Gibberellins are tetracyclic diterpenoid acid compounds. As an important plant growth regulator, gibberellin is widely used in agriculture, nurseries, horticulture, viticulture, tea plantations, etc. (Martin 1983). It contributes to various efficacies, such as the promotion of stem elongation, germination, and breaking seed dormancy, as well as affecting flowering, gender performance, inhibition of leaf, and fruit aging (Loreto et al. 2008; Dissanayake et al. 2010; Mckenzie and Deyholos 2011). Therefore, the market demand for gibberellin continually increases.

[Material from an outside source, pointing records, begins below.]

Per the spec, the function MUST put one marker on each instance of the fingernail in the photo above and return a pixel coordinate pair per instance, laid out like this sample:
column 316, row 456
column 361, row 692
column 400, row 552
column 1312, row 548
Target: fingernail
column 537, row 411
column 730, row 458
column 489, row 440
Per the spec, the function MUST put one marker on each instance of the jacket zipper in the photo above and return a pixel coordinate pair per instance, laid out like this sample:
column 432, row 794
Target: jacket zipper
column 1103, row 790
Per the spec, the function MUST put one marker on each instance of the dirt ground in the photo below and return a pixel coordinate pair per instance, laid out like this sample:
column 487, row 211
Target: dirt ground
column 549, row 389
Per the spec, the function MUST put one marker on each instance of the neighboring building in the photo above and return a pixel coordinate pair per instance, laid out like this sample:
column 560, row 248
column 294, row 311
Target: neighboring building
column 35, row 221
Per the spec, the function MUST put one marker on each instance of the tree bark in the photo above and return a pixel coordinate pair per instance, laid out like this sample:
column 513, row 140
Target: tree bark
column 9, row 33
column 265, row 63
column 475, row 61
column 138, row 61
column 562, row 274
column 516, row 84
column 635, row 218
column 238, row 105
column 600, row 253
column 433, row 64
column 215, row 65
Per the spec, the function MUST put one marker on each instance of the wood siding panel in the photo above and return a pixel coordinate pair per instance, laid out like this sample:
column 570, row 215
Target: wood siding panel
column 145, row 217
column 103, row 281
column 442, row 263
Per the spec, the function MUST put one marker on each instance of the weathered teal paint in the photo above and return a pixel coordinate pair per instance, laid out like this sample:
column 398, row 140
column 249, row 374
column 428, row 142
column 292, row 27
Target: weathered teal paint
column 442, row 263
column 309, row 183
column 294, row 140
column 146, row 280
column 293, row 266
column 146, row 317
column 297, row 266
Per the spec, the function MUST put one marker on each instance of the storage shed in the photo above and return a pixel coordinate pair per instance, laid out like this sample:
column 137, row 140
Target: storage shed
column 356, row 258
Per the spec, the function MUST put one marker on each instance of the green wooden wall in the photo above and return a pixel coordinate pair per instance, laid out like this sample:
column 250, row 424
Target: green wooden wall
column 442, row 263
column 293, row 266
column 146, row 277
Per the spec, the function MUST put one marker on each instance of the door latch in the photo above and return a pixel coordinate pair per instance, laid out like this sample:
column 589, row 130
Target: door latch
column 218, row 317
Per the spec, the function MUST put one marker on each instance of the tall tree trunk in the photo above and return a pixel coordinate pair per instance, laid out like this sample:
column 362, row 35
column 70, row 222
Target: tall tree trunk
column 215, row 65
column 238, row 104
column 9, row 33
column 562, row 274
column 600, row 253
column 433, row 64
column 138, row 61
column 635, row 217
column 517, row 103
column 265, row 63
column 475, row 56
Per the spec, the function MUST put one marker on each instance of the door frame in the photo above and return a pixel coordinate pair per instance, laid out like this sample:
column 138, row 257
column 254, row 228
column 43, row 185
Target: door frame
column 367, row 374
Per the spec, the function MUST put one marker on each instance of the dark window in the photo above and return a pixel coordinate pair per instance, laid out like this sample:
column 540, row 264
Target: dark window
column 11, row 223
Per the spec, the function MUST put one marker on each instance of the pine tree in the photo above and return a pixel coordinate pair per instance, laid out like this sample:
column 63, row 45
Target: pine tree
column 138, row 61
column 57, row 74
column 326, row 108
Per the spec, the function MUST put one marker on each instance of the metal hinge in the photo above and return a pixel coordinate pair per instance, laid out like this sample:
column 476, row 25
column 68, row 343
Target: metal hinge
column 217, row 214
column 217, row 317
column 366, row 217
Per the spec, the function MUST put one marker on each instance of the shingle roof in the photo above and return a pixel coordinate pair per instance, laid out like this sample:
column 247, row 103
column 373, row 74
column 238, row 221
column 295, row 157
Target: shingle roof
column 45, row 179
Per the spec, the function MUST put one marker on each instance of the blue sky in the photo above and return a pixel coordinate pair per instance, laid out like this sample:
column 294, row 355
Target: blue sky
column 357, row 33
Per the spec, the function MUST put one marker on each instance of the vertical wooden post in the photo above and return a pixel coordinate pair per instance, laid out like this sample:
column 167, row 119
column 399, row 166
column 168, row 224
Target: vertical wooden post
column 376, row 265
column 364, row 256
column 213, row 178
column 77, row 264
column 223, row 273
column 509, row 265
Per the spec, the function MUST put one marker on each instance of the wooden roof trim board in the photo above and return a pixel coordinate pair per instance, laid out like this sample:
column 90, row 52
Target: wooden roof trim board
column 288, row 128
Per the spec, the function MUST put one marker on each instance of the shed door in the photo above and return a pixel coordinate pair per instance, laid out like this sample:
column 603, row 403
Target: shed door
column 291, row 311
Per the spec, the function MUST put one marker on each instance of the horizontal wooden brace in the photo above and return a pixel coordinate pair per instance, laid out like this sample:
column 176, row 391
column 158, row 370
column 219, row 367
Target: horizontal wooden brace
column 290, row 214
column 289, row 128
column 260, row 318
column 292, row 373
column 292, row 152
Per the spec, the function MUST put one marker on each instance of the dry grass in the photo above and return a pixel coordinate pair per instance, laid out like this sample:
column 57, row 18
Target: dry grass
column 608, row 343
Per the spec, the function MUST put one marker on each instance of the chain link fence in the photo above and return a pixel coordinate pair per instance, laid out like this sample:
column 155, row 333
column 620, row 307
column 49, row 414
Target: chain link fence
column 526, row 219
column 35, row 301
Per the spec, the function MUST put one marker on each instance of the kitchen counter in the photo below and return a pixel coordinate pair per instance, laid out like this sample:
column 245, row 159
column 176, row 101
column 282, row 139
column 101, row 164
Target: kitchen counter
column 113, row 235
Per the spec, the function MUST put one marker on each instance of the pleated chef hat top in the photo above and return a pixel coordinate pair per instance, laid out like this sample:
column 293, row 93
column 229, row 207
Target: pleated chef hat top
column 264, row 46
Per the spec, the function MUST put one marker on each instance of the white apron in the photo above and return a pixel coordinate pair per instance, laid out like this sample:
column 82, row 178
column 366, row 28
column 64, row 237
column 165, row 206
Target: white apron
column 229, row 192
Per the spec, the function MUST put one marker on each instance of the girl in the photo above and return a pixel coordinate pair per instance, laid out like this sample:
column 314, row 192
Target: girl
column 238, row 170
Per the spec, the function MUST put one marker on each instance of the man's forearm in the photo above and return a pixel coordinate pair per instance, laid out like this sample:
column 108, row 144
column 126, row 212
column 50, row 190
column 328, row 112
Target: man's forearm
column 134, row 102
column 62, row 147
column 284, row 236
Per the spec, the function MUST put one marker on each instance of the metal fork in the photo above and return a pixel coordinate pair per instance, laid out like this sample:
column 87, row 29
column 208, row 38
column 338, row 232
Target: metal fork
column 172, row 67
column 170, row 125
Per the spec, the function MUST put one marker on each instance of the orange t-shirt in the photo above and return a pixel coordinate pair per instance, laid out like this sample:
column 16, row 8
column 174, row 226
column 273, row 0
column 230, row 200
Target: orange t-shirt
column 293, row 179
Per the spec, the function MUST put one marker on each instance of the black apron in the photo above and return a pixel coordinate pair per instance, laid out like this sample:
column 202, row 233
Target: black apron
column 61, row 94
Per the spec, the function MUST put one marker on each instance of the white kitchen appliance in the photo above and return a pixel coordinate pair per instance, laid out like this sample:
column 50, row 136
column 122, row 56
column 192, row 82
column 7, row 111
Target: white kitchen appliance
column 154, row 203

Sawada (1912) pointed out that the overgrowth of rice seedlings could result from fungal infection. Subsequently, Kurosawa (1926) found that rice seedlings and other water grass elongate if the culture filtrate of the dried rice seedlings is used; pathogenic bacteria stimulate the extension of stems but inhibit the formation of chlorophyll and root growth by secreting a compound. Sun (1981) found that the rice bakanae disease was caused by the Fusarium infection, and Teijiro (1934) obtained the effective component from the fermentation filtrate of the pathogen. This component inhibits the growth of rice seedlings under any test concentration, and it was officially named gibberellin in 1935 (Yabuta 1935). Gibberellin produced from fungi is a class of bioactive diterpenoid plant hormones (Tudzynski and Hölter 1998). At least 126 types of gibberellin have been identified, which come mainly from plants and microbes (Tudzynski 1999; Shukla et al. 2003).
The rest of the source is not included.